После чего сел в «джип», прямой, как штык, с раскрасневшимися щеками, и все с тем же выражением жесткой решительности на юношеском лице покатил по коридору, пробитому в Бастонь 3-й армией.
Уже вечерело, когда Майкл вышел от Конвея. Он направился в казарму 101-й дивизии. Он мог бы еще задержаться у Конвея: увольнительная записка была выписана до десяти часов вечера. Сержант Нортон, взводный командир Майкла, питал к нему слабость и делал ему всякие поблажки. Но Майкл не хотел плутать в темных покореженных улицах Бастони и ушел от Конвея еще засветло.
Собственно, это были зимние сумерки, час, который всегда (о незапамятное мирное время!) наполнял Майкла томной и сладкой нежностью. Люди сновали по улицам с особой настороженной суетливостью, ведь каждую минуту мог начаться обстрел города. Но Майклу казалось невозможным, чтобы этот томительно- сладкий час был прерван убийствами. В эту минуту он увидел Мари. Он сразу узнал ее, хотя ничего общего в ней не было с замарашкой, какой она была тогда, в первый раз. Сейчас на ней был клетчатый короткий плащ, широкая, тоже короткая юбка, берет, сапожки со шпорами, почти элегантно. И не совсем обыкновенно – особенно шпоры. Да еще хлыст в руке; собственно, кисть руки была свободна, хлыст висел на петле на запястье. В Бастони, конской столице, никто не считал такой наряд эксцентричным.

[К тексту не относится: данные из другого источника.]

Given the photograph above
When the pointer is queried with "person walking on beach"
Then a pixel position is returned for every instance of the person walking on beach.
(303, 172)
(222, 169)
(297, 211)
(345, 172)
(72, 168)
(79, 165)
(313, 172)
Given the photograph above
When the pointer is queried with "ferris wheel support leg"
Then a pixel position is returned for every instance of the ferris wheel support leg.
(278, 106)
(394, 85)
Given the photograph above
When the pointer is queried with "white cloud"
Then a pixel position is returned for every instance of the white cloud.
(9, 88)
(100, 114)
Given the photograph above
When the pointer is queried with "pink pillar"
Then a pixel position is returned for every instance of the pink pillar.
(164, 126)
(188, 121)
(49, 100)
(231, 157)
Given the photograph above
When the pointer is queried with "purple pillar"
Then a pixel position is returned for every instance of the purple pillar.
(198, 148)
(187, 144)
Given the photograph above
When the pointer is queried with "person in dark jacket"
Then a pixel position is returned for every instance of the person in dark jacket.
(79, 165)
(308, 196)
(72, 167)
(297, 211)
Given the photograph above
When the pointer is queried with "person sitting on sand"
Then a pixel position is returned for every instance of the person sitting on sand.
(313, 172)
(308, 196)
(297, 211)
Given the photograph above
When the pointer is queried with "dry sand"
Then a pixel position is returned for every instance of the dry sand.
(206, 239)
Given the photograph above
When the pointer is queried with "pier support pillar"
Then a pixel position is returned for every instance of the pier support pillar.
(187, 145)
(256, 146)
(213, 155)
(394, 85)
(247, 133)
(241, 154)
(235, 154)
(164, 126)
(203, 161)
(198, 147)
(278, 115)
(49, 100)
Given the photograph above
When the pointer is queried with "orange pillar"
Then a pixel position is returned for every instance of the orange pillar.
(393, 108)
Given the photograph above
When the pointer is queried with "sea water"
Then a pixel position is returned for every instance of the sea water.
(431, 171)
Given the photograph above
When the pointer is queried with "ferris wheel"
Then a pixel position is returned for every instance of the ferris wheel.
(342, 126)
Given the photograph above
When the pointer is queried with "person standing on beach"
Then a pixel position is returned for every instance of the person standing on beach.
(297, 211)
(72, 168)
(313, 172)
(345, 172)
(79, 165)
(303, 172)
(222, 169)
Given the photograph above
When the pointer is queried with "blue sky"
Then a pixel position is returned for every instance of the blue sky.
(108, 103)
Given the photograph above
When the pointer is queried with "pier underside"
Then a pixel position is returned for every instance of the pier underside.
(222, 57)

Майкл обрадовался. Он так обрадовался, что даже удивился себе: с чего это я так?
Он готов был поклясться, что и она обрадовалась. Она порозовела. Или в этот час все было розово кругом, снежные сугробы, которых никто не убирал, стены домов с щербинками от осколков, небо, – впрочем, все больше смуглевшее и окрашенное на одном из склонов заревом далеких пожаров.
Они не успели ничего сказать друг другу. Начался обстрел. Немцы вывесили над городом осветительные ракеты, их называли в армии «люстры». Они действительно были не только ослепительно светлы, но и нарядно роскошны, как те люстры, что висят в дворцовых и театральных залах. Посветив несколько минут, они гасли – зажигались новые.
Снаряды рвались неподалеку. И всё приближались. По-видимому, немцы стреляли с высотки «Рыжий вепрь», которой они в конце концов овладели. Майклу показалось, что он и Мари попали в «вилку»: первый снаряд был с перелетом, второй с недолетом, третий будет по ним. Конечно, не только по ним, а по тому дому, возле которого они стояли. Вероятно, наводчик принял его за административное здание, хотя это просто школа. Майкл схватил Мари за руку, чтобы оттащить ее. Она вырвалась и крикнула: «Вы с ума сошли!» – когда снаряд бухнул рядом с ними. Майкл все-таки успел швырнуть ее на землю и сам упал.